Beautiful Soup offers many ways to find and extract data:

# 1. Find by CSS class
elements = soup.find_all('div', class_='product-item')

# 2. Find by ID
element = soup.find('div', id='main-content')

# 3. CSS selectors
elements = soup.select('.price > span')

# 4. Find by attributes
links = soup.find_all('a', href=True)

# 5. Search by text
elements = soup.find_all(text='Add to Cart')

# 6. Navigate the tree
for child in soup.body.children:
    if child.name:
        print(child.name)

Complete Web Scraper Example

Let's build a complete web scraper that extracts product information from a sample e-commerce page:

import pycurl
import certifi
from io import BytesIO
from bs4 import BeautifulSoup
import json
import csv
from datetime import datetime

class WebScraper:
    def __init__(self, user_agent=None):
        self.user_agent = user_agent or 'Mozilla/5.0 (compatible; WebScraper/1.0)'

    def fetch_html(self, url, timeout=30):
        """Fetch HTML content from URL"""
        buffer = BytesIO()
        curl = pycurl.Curl()

        try:
            curl.setopt(curl.URL, url)
            curl.setopt(curl.WRITEDATA, buffer)
            curl.setopt(curl.CAINFO, certifi.where())
            curl.setopt(curl.TIMEOUT, timeout)
            curl.setopt(curl.FOLLOWLOCATION, True)
            curl.setopt(curl.USERAGENT, self.user_agent)
            curl.perform()

            status_code = curl.getinfo(curl.RESPONSE_CODE)
            if status_code != 200:
                raise Exception(f"HTTP {status_code} error")

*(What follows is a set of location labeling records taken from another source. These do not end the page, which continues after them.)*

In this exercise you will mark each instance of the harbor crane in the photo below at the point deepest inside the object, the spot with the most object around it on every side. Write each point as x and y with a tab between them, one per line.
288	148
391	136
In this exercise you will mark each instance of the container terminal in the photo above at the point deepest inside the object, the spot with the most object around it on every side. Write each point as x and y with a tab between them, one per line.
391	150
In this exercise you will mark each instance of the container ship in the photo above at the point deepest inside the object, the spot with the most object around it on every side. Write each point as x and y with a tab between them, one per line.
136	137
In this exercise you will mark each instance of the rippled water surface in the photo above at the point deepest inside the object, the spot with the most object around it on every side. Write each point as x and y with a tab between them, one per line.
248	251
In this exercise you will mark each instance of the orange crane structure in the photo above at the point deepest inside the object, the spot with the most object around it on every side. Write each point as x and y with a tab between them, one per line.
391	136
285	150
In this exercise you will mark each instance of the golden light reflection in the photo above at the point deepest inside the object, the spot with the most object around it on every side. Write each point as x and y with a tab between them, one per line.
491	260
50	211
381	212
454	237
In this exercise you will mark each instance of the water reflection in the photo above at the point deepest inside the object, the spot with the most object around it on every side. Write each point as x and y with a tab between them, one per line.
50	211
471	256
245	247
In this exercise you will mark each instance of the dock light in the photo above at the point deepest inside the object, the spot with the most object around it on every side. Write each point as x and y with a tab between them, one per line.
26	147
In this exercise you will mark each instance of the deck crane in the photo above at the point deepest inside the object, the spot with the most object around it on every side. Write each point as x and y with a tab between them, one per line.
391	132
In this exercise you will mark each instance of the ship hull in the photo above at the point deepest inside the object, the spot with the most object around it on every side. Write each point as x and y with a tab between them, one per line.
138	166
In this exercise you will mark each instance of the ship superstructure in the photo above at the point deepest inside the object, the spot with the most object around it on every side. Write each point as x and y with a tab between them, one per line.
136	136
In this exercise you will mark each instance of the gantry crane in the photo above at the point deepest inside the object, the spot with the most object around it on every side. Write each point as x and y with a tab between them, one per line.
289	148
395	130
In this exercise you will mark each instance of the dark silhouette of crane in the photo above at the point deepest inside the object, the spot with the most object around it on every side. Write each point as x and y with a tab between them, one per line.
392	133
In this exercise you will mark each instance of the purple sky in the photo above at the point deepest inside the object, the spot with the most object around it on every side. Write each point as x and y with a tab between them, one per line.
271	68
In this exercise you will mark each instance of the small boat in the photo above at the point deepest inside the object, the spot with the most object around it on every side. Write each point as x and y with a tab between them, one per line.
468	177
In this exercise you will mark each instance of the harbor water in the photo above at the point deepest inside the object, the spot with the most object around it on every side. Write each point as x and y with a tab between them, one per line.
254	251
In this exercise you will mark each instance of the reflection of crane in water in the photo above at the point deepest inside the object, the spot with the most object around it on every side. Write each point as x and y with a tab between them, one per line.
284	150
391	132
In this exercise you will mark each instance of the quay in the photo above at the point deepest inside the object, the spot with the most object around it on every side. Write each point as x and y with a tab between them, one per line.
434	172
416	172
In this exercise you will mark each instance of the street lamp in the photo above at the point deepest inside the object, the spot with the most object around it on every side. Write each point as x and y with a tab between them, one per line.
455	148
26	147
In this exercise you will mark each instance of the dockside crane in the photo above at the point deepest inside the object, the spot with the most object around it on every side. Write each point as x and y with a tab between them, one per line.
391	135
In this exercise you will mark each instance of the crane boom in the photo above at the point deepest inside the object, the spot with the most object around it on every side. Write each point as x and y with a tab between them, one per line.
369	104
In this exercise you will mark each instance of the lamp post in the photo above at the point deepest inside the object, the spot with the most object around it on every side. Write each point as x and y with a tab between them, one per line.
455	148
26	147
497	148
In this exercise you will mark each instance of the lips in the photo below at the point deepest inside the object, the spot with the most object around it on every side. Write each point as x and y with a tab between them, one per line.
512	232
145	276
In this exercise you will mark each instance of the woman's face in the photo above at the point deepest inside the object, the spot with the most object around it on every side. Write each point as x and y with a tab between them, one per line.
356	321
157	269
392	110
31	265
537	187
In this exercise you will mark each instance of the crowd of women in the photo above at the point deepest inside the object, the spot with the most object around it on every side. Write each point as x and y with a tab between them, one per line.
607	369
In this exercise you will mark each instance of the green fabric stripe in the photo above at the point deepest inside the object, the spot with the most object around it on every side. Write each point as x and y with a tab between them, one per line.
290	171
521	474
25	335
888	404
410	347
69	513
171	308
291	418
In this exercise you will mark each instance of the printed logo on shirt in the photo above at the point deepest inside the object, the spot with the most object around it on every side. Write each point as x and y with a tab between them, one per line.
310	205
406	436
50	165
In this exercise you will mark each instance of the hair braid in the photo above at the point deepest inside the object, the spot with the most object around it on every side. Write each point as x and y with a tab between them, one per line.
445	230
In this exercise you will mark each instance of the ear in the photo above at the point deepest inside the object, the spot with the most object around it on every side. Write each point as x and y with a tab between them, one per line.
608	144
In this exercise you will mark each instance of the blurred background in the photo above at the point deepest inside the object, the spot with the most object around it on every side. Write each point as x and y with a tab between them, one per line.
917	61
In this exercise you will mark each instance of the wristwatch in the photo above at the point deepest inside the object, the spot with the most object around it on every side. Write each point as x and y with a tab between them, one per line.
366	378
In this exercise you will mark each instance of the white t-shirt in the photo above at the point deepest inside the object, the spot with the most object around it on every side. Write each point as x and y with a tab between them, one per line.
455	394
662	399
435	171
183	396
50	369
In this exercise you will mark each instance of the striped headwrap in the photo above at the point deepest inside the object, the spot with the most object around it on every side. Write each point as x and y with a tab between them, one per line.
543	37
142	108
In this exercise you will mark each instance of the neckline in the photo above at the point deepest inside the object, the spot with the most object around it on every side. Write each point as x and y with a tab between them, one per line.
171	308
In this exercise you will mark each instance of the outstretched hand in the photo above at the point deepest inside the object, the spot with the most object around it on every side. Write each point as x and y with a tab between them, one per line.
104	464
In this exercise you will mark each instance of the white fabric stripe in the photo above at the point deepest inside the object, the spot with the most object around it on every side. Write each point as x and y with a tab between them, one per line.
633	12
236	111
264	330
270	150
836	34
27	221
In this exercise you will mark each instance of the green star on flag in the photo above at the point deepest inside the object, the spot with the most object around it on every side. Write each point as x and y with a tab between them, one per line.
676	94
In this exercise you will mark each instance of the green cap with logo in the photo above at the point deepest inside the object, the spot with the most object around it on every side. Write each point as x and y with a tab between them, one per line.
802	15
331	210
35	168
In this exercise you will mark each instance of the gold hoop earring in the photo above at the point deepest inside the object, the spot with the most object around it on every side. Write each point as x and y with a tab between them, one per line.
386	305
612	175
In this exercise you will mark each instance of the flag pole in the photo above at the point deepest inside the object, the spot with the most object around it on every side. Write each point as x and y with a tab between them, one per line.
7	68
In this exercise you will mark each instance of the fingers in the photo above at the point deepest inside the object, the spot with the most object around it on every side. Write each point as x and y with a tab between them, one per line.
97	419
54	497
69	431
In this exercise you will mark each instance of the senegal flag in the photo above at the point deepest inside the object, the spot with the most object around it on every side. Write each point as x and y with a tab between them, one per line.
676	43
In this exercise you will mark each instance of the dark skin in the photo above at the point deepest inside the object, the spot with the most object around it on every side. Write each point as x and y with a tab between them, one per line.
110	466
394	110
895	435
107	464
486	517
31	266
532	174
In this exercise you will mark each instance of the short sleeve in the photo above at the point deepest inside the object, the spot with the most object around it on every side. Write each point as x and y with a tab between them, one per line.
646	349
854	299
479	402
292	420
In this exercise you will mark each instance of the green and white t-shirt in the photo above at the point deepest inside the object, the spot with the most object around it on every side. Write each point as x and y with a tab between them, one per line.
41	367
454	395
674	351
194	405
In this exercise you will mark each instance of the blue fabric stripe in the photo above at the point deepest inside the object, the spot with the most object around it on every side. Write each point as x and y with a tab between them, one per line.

        except pycurl.error as e:
            raise Exception(f"cURL error: {e}")
        finally:
            curl.close()

        body = buffer.getvalue()
        return body.decode('utf-8', errors='ignore')

    def parse_products(self, html):
        """Extract product information from HTML"""
        soup = BeautifulSoup(html, 'lxml')
        products = []

        # Example: Find all product containers
        product_divs = soup.find_all('div', class_='product')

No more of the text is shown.